Our research often involves quantitative studies producing large amounts of data. To analyze and visualize that data we use various tools (and we sometimes develop our own, such as Trevis or LagAlyzer). One of the most effective general information visualization tools we know is Hadley Wickham's ggplot2 package for R.
Our pages here provide a quick reference, mostly for our own use. We made them public because we think others might benefit from them, too.
This quick reference is based on ggplot2 version 0.8.8 running on R version 2.11.1.
You may want to look at the slides of the lecture on ggplot2 we usually give in our Software Performance course at the University of Lugano.
In ggplot2, you create a plot using the
ggplot() function. A plot can contain an arbitrary number of layers. You can create a layer with the general
layer() function, or you can use one of many specialized functions that invoke
layer() for you (such as
geom_point()) to produce various kinds of layers.
Besides a list of layers, a plot also has a coordinate system, scales, and a faceting specification. These three aspects are shared among all layers in the plot. The visual properties of these aspects are specified by a theme.
Each layer uses a specific kind of statistic to summarize data, draws a specific kind of geometric object (geom) for each of the (statistically aggregated) data items, and uses a specific kind of position adjustment to deal with geoms that might visually obstruct each other.
ggplot2 implements the idea of a "grammar of graphics". The grammar implemented by ggplot2 could be summarized as follows:
A plot is defined by a coordinate system (coord), one or more scales (scale), an optional faceting specification (facet), and one or more layers (layer). A layer is defined as an R data frame (data), a specification mapping columns of that frame into aesthetic properties (mapping), a statistical approach to summarize the rows of that frame (stat), a geometric object to visually represent that summary (geom), and an optional position adjustment to move overlapping geometric objects out of their way (position).
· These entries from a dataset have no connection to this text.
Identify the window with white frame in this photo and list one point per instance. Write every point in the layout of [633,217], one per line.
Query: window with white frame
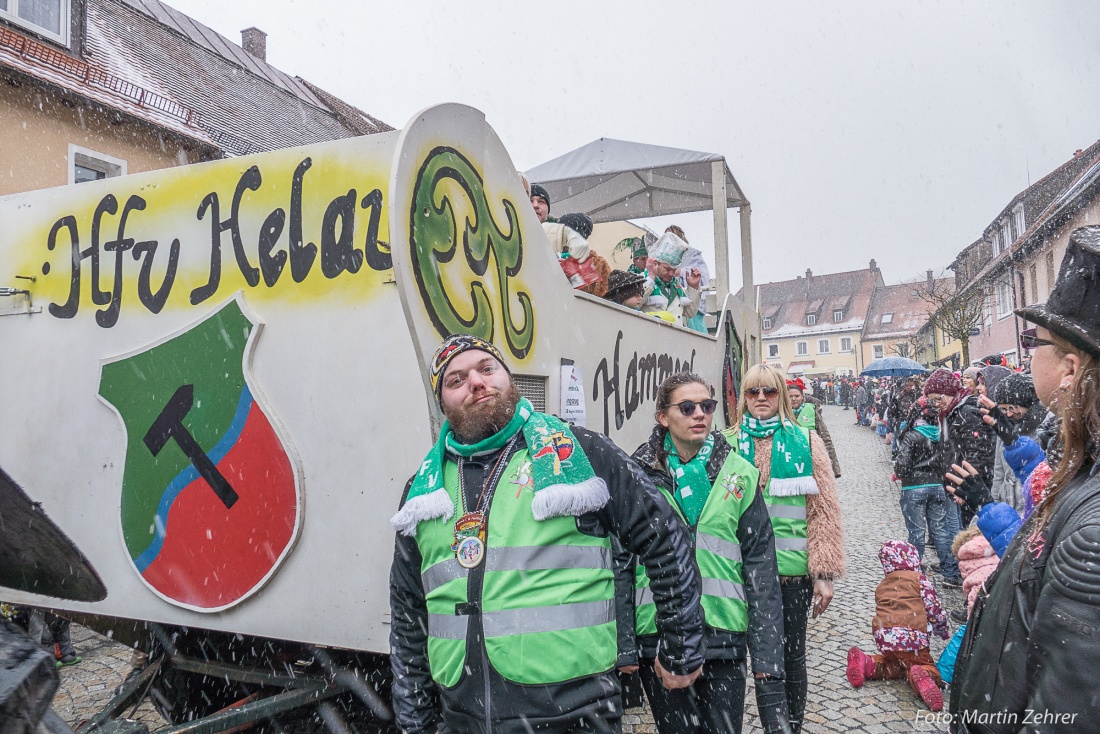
[47,18]
[87,165]
[1003,299]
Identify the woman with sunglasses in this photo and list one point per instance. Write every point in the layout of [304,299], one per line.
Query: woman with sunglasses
[1029,657]
[800,491]
[714,490]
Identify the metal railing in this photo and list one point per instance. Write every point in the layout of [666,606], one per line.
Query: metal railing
[40,53]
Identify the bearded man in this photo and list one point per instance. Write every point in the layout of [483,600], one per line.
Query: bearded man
[503,589]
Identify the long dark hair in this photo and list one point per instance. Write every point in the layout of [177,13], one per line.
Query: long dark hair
[664,401]
[1079,409]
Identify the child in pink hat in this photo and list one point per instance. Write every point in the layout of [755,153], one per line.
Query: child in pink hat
[906,609]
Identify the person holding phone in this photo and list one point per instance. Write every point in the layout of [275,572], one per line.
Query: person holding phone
[799,489]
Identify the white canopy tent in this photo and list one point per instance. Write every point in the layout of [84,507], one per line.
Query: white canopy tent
[615,179]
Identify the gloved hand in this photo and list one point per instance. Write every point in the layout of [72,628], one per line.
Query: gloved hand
[1007,430]
[970,486]
[771,704]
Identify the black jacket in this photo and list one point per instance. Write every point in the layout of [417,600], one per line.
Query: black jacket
[1034,637]
[759,569]
[968,437]
[483,701]
[920,460]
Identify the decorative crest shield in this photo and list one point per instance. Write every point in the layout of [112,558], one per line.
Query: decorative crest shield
[210,500]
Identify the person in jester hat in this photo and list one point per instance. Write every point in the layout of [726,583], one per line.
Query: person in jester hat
[800,491]
[714,491]
[502,587]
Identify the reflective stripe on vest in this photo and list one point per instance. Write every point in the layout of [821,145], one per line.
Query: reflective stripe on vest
[717,552]
[807,416]
[789,524]
[547,588]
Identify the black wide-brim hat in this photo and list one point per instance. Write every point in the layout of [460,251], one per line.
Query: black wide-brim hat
[1073,310]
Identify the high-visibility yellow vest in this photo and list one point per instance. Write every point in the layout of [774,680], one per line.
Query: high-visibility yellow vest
[717,551]
[547,600]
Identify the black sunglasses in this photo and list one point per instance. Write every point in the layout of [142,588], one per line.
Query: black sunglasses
[1029,339]
[688,407]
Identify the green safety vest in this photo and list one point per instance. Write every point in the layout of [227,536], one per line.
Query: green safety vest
[717,551]
[547,598]
[807,416]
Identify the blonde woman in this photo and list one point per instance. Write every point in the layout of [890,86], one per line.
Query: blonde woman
[800,491]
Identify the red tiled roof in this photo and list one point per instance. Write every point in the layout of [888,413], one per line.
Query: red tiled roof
[150,61]
[909,313]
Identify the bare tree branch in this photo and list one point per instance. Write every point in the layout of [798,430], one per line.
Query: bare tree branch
[955,314]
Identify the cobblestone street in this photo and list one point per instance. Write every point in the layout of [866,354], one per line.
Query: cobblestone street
[871,515]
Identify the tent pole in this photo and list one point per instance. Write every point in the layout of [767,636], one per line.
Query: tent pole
[721,231]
Before using ggplot2, you have to install and start R, install the "ggplot2" package, and then load ggplot2 as follows:
The following R command produces a plot with a single layer. The plot uses a cartesian coordinate system (
coord_cartesian()). The x and y axes have a continuous scale (
scale_x_continuous() + scale_y_continuous()). The color aesthetic is determined using a discrete hue color scale (
scale_color_hue()). The plot is faceted, with one panel per level of the "cut" data attribute (a factor) and panels being wrapped into a grid of panels (
The layer represents data from the diamonds data frame (
data=diamonds; each row of that data frame contains information about a diamond), which is a built-in example data frame of ggplot2. The layer uses the identity statistical transformation (
stat="identity"; which does nothing). Thus, each individual diamond is represented using a geometric object. The object chosen is a point (
geom="point"). The attributes of a diamond are mapped into the aesthetic properties of the geometric object (with
mapping=aes(...)) as follows: the "carat" attribute is mapped to the x coordinate (
x=carat), the "price" attribute is mapped into the y coordinate (
y=price), the "color" attribute is mapped into the color of the geometric point (
color=color). Because the data frame contains over 53940 diamonds, there will be over 53940 geometric points. In a (rather unsuccessful) attempt to avoid over-plotting, we thus jitter the geometric points slightly (
ggplot() + coord_cartesian() + scale_x_continuous() + scale_y_continuous() + scale_color_hue() + facet_wrap(~cut) + layer( data=diamonds, mapping=aes(x=carat, y=price, color=color), stat="identity", stat_params=list(), geom="point", geom_params=list(), position=position_jitter() )
The resulting plot looks as follows:
We can easily add another layer to this plot. Here, the configuration of the plot and the first layer is identical to the above example. The second layer uses the smooth statistic (
stat="smooth") and the smoother geometric object (
geom="smooth"). It configures that statistic to fit a quadratic function through the data (
stat_params=list(method="glm", formula=y~poly(x,2))). It configures the geometric object to use a black line color (
geom_params=list(color="black"); instead of the default blue). The position of the smoother is left unchanged (
ggplot() + coord_cartesian() + scale_x_continuous() + scale_y_continuous() + scale_color_hue() + facet_wrap(~cut) + layer( data=diamonds, mapping=aes(x=carat, y=price, color=color), stat="identity", stat_params=list(), geom="point", geom_params=list(), position=position_jitter() ) + layer( data=diamonds, mapping=aes(x=carat,y=price), stat="smooth", stat_params=list(method="glm", formula=y~poly(x,2)), geom="smooth", geom_params=list(color="black"), position=position_identity() )
The resulting plot looks as follows:
The above code is relatively verbose. ggplot2 provides various approaches to allow for more concise specifications of plots. Those shortcuts are helpful for experts to save time in defining plots, and they can allow even a novice to create a plot without fully understanding ggplot2. However, using mostly these shortcuts in this quick reference would not be very helpful for understanding the space of possible plots that ggplot2 can create. Nevertheless, we do provide a discussion of how to write more concise plot specifications.